Sepuluh menit telah berlalu, Galen memberhentikan mobil di parkiran sebuah warung makan yang terlihat cukup ramai.
“Lumayan rame, ya,” ujar Galen, mematikan mesin mobil seraya melihat ke arah warung makan.
“Iya. Soalnya katanya enak banget, Yang, ayam bakarnya, di google aja ratingnya 4,7,” sahut Livy, ikut melihat ke arah warung makan.
Mendengar perkataan Livy, Galen mengangguk-anggukkan kepala, lalu menoleh ke arah belakang, melihat sang adik yang masih terus melihat ke arah langit.
“Dek, kita udah sampai,” kata Galen.
Vanessa hanya diam, tidak menjawab perkataan Galen. Bahkan, ia pun tidak menoleh ke arah sang kakak, dan terus melihat ke arah langit.
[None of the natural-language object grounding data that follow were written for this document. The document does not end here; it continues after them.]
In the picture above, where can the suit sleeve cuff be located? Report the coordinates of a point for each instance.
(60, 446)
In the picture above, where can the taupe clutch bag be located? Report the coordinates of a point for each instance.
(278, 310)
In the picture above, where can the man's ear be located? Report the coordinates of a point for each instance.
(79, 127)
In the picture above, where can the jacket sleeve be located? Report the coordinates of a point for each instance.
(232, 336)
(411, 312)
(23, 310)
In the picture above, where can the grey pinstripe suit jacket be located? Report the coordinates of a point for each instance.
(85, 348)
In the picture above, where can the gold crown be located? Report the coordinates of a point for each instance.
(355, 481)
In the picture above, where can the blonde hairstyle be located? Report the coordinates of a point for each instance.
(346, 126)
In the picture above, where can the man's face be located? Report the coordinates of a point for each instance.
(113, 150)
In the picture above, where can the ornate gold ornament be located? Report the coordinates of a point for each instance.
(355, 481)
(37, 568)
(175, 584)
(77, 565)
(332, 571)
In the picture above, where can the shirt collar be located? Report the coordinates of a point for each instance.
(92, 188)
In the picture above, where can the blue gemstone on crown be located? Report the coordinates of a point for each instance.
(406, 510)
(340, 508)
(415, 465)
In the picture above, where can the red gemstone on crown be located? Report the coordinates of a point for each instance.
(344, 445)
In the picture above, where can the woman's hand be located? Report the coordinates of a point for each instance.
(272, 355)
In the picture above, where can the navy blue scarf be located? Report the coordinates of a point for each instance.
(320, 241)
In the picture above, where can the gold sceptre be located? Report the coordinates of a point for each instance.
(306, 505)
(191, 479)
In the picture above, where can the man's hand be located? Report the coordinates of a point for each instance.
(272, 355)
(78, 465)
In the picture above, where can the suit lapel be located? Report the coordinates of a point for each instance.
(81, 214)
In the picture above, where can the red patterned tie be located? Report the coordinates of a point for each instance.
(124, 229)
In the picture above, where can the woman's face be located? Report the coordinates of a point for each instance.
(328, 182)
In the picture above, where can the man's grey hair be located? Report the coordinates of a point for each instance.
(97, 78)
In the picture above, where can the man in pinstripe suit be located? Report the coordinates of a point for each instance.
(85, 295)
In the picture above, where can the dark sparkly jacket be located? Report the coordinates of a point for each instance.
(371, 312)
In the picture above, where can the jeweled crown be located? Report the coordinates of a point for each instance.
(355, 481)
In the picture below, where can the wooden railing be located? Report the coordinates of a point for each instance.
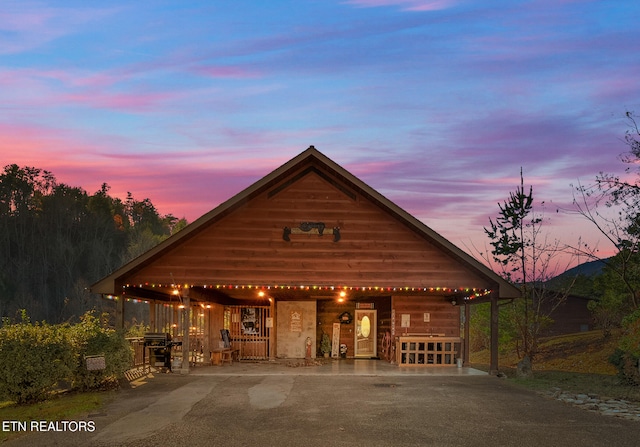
(427, 350)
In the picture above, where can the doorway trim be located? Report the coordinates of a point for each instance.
(368, 349)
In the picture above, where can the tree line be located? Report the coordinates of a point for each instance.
(523, 252)
(56, 240)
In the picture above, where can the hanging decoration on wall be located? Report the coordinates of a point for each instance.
(310, 228)
(345, 317)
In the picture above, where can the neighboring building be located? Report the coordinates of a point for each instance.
(307, 250)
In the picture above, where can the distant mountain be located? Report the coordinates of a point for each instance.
(578, 278)
(592, 268)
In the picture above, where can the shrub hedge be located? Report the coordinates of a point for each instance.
(36, 358)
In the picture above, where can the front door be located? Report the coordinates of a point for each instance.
(366, 334)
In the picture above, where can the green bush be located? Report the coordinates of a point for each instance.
(90, 338)
(33, 359)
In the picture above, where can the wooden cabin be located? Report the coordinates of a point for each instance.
(310, 250)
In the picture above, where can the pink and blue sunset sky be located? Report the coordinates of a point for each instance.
(436, 104)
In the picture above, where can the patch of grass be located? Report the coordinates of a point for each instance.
(577, 363)
(61, 407)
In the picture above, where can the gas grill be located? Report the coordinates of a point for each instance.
(159, 345)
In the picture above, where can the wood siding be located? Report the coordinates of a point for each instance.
(246, 246)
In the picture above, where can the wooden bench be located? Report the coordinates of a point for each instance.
(221, 355)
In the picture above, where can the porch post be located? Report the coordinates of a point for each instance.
(272, 329)
(493, 366)
(467, 341)
(186, 329)
(120, 312)
(152, 316)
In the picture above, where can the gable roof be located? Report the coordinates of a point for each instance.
(313, 159)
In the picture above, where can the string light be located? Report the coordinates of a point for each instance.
(471, 292)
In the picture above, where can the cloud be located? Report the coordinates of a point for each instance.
(405, 5)
(26, 25)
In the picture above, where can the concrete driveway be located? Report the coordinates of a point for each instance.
(279, 405)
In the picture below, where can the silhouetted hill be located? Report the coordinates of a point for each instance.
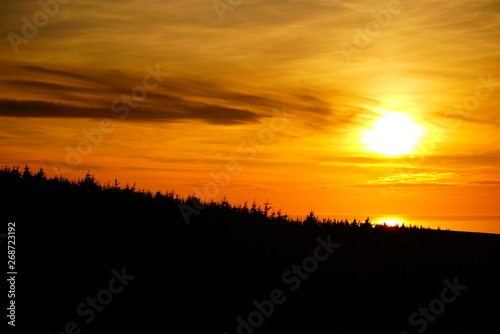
(79, 240)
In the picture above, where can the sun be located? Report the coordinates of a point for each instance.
(393, 134)
(389, 221)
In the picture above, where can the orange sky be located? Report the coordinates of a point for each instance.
(296, 81)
Saat ini, di dalam otak Vanessa hanya ada sebuah kalimat yang terus menerus datang dan membuat gadis itu mau tidak mau harus berpikir cukup keras guna menemukan jawabannya.
Akan tetapi, semakin Vanessa berusaha menemukan jawaban dari kalimat itu, maka semakin ia tidak menemukannya.
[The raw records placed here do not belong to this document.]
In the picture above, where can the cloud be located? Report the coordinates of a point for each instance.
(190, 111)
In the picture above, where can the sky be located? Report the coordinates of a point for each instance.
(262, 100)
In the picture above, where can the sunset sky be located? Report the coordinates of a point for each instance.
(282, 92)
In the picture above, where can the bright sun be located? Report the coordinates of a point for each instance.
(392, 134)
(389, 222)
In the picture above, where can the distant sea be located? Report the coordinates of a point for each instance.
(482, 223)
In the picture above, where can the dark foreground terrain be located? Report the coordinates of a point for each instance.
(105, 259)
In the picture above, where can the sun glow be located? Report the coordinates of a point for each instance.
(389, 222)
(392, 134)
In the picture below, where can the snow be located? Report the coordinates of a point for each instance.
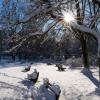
(73, 83)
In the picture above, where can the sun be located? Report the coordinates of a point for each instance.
(68, 17)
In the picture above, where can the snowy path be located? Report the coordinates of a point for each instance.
(74, 85)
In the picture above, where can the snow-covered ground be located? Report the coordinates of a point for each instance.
(74, 85)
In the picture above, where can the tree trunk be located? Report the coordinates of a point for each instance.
(82, 39)
(84, 52)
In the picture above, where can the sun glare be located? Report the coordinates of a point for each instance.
(68, 17)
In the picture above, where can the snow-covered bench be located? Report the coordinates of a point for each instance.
(46, 91)
(60, 67)
(34, 76)
(27, 69)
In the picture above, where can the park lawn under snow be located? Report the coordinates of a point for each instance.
(74, 85)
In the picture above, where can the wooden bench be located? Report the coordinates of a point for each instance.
(60, 67)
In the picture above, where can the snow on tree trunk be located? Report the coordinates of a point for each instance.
(86, 30)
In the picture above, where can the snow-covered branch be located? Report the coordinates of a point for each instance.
(85, 30)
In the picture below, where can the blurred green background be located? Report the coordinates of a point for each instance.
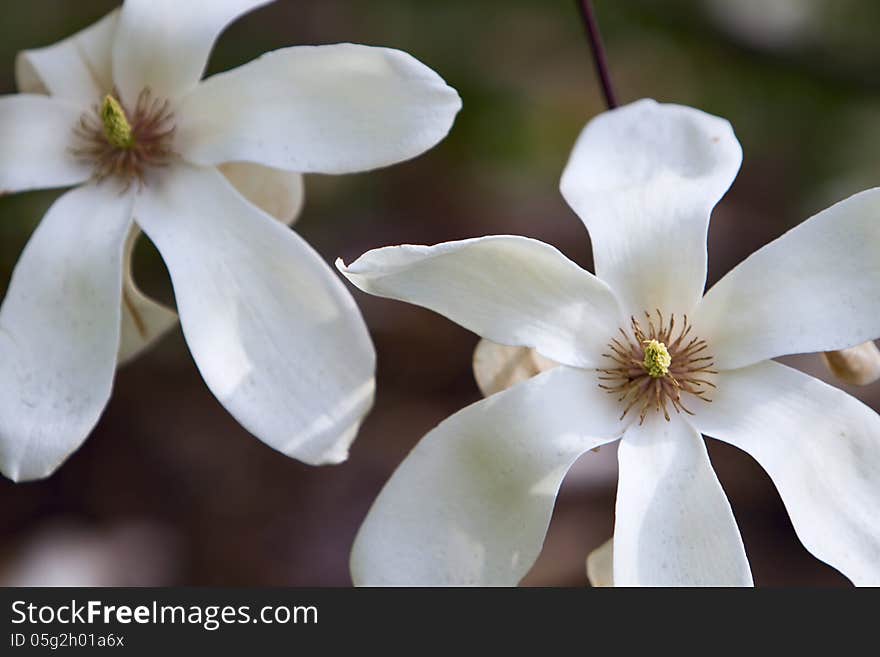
(170, 490)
Galen menepuk pelan paha Vanessa saat sang adik tidak merespons semua perkataan yang dirinya lontarkan.
“Dek, Dek, kamu kenapa?” tanya Galen, di sela tepukannya pada paha Vanessa.
Merasakan tepukan pada pahanya, membuat Vanessa sontak terperanjat dengan kedua mata melebar sempurna. Vanessa menoleh ke arah depan, dan langsung mendapati tatapan penuh kekhawatiran dari kedua kakak yang dirinya sayangi.
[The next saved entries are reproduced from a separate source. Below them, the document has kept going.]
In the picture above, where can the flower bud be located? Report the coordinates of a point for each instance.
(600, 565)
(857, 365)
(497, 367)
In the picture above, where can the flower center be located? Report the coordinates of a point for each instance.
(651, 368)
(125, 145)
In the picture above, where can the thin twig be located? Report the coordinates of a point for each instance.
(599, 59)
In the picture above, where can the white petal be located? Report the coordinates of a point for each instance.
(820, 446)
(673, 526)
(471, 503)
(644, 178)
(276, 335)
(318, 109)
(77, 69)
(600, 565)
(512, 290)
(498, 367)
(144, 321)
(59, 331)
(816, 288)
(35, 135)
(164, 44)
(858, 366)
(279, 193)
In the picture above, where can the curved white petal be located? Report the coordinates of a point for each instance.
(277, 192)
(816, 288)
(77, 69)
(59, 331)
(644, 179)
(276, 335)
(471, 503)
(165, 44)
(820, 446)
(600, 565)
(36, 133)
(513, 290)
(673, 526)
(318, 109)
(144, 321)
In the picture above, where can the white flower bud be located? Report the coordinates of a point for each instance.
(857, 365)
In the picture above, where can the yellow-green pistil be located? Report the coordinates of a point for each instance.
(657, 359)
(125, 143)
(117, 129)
“Kenapa, Kak?” tanya Vanessa, dengan sangat polos.
“Kakak yang harusnya nanya gitu, kamu kenapa ngelamun? Lagi ada masalah, kah?” Galen menatap lekat wajah sang adik.
Vanessa menggelengkan kepala. “Gak ada masalah, kok, Kak. Adek cuma kepikiran soal beberapa PR yang Adek dapat tadi di sekolah.”
“PR apa, Dek? Biar nanti Kakak bantu ngerjain?” tanya Livy, seraya menggaruk pipi kanannya yang sedikit gatal.
“PR biologi sama fisika, Kak. Tapi, gak papa, Kakak gak usah bantuin, Adek bisa, kok.” Vanessa melihat sebuah warung makan yang ada di depan mobil. “Kita udah sampai, ya, Kak?”
Galen mengangguk. “Iya, kita udah sampai. Kenapa? Kamu udah laper?”
Vanessa dengan cepat menganggukkan kepala seraya mengusap lembut perutnya. “Iya, Kak. Ayo, kita makan.”
Melihat Vanessa yang masih terus mengusap perut, membuat Livy menggelengkan kepala pelan seraya terkekeh kecil, merasa sangat lucu dengan tingkah dari sang calon adik ipar.
“Ya, udah. Ayo, kita turun, Dek,” ajak Livy, di sela kekehannya.
Vanessa kembali mengangguk dengan sangat antusias, melepaskan seatbelt yang melindungi tubuhnya, membuka pintu, lalu turun dari dalam mobil.
Saat Vanessa baru saja menginjakkan kaki di tanah, terdengar suara teriakan seorang perempuan yang sedang meminta tolong.
Mendengar teriakan itu, Vanessa sontak menoleh ke arah sumber suara. Ia melebarkan kedua mata, melihat seorang gadis yang dirinya kenali sedang terlibat dalam sebuah perkelahian dengan beberapa orang preman.